ResetWritten resets the cumulative-bytes counter and re-enables writes after a previous FailWritesAfterBytes fault. This allows a test to confirm a partial-write scenario and then continue writing to the same file for a second phase.

func (*FaultFile) Seek

func (ff *FaultFile) Seek(offset int64, whence int) (int64, error)

Seek implements io.Seeker and keeps the internal offset in sync.

func (*FaultFile) Sync

func (ff *FaultFile) Sync() error

Sync flushes to durable storage. It sleeps for Faults.FsyncDelay before delegating to the OS.

func (*FaultFile) Truncate

func (ff *FaultFile) Truncate(size int64) error

Truncate resizes the file to size bytes.

func (*FaultFile) Unwrap

func (ff *FaultFile) Unwrap() *os.File

Unwrap returns the underlying *os.File. Callers must not use the raw file concurrently with FaultFile methods.

func (*FaultFile) Write

func (ff *FaultFile) Write(p []byte) (int, error)

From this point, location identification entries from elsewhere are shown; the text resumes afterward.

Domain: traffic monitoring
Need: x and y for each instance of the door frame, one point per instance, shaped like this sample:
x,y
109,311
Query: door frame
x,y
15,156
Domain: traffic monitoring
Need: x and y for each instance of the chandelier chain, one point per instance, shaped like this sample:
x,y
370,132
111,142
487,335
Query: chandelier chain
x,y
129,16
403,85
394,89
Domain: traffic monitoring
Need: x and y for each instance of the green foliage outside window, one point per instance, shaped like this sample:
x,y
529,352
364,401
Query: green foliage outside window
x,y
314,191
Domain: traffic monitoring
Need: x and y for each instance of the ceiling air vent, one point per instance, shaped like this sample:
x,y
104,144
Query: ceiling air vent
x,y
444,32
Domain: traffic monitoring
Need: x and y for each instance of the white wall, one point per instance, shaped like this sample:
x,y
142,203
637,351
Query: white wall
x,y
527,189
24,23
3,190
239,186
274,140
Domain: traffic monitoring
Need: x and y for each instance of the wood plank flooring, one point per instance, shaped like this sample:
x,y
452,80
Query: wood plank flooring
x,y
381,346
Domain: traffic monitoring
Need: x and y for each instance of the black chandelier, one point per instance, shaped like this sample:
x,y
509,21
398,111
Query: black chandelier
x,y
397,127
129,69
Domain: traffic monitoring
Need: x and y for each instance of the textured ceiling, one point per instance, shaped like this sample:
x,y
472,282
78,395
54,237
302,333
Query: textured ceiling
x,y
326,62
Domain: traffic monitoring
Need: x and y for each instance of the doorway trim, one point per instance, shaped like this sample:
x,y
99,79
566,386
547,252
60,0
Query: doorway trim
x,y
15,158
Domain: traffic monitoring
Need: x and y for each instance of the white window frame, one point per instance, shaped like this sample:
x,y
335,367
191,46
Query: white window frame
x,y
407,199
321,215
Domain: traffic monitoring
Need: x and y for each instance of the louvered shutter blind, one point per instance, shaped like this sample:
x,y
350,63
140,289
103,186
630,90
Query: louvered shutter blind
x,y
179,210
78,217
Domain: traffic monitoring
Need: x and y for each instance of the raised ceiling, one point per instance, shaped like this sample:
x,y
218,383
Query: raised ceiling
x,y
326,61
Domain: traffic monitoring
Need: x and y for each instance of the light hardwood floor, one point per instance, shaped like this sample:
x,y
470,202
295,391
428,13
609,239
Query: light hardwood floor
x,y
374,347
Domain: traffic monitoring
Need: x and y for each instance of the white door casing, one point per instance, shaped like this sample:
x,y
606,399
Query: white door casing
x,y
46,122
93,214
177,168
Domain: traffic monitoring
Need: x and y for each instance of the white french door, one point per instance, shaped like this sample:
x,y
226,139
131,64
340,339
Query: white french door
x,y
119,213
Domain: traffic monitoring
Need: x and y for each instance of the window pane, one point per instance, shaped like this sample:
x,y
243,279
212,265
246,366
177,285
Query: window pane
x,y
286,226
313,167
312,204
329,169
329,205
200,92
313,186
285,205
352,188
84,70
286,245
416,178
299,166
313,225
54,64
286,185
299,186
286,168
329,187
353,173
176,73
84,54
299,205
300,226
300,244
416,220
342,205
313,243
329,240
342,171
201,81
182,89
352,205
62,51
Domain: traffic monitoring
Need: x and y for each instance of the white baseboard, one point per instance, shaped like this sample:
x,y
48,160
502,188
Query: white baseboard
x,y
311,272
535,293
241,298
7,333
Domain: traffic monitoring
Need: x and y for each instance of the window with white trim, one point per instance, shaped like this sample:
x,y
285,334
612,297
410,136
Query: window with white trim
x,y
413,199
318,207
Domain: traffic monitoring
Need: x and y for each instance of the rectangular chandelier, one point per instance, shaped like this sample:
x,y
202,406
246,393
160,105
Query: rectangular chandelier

Write implements io.Writer. It respects Faults.ReturnENOSPC and Faults.FailWritesAfterBytes; a partial write is returned when the budget is crossed mid-call so the caller observes a (n < len(p), ErrPartialWrite) pair that mirrors a real OS short write.

func (*FaultFile) Written

func (ff *FaultFile) Written() int64

Written returns the cumulative bytes committed to the underlying file since the FaultFile was created.

type Faults

type Faults struct {
	// FailWritesAfterBytes causes Write to fail once the cumulative
	// bytes written to the file reaches this value. The partial write
	// up to the threshold is permitted; subsequent writes return
	// [ErrPartialWrite]. Zero disables this mode.
	FailWritesAfterBytes int64

	// ReturnENOSPC causes every Write call to return [syscall.ENOSPC]
	// regardless of the current write budget.
	ReturnENOSPC bool

	// FsyncDelay inserts a sleep of this duration before each Sync
	// call. Zero disables the delay.
	FsyncDelay time.Duration

	// CorruptOnRead, when non-nil, is called with the current file
	// offset and the number of bytes about to be read. Returning true
	// flips the MSB of the first byte in the result buffer to simulate
	// a bit-flip or CRC-corrupting storage error.
	CorruptOnRead func(offset, n int64) bool
}

Faults configures the injected failure modes for a FaultFile. The zero value disables all fault injection (the wrapper is a transparent pass-through).

type File

type File interface {
	io.ReadWriter
	io.Seeker
	// Sync flushes the OS write buffer to durable storage (equivalent
	// to fsync(2)).
	Sync() error
	// Truncate resizes the file to size bytes. If size < current
	// length, the suffix is discarded; if size > current length, the
	// file is extended with zero bytes (implementation-defined).
	Truncate(size int64) error
	// Close releases any associated OS resources.
	Close() error
}

File is the minimal filesystem interface used by store/wal and store/snapshot for write paths. *os.File and *FaultFile both implement this interface so production code and tests can accept either without conditional compilation.

File is safe for concurrent use by multiple goroutines (both *os.File and *FaultFile serialise their operations internally).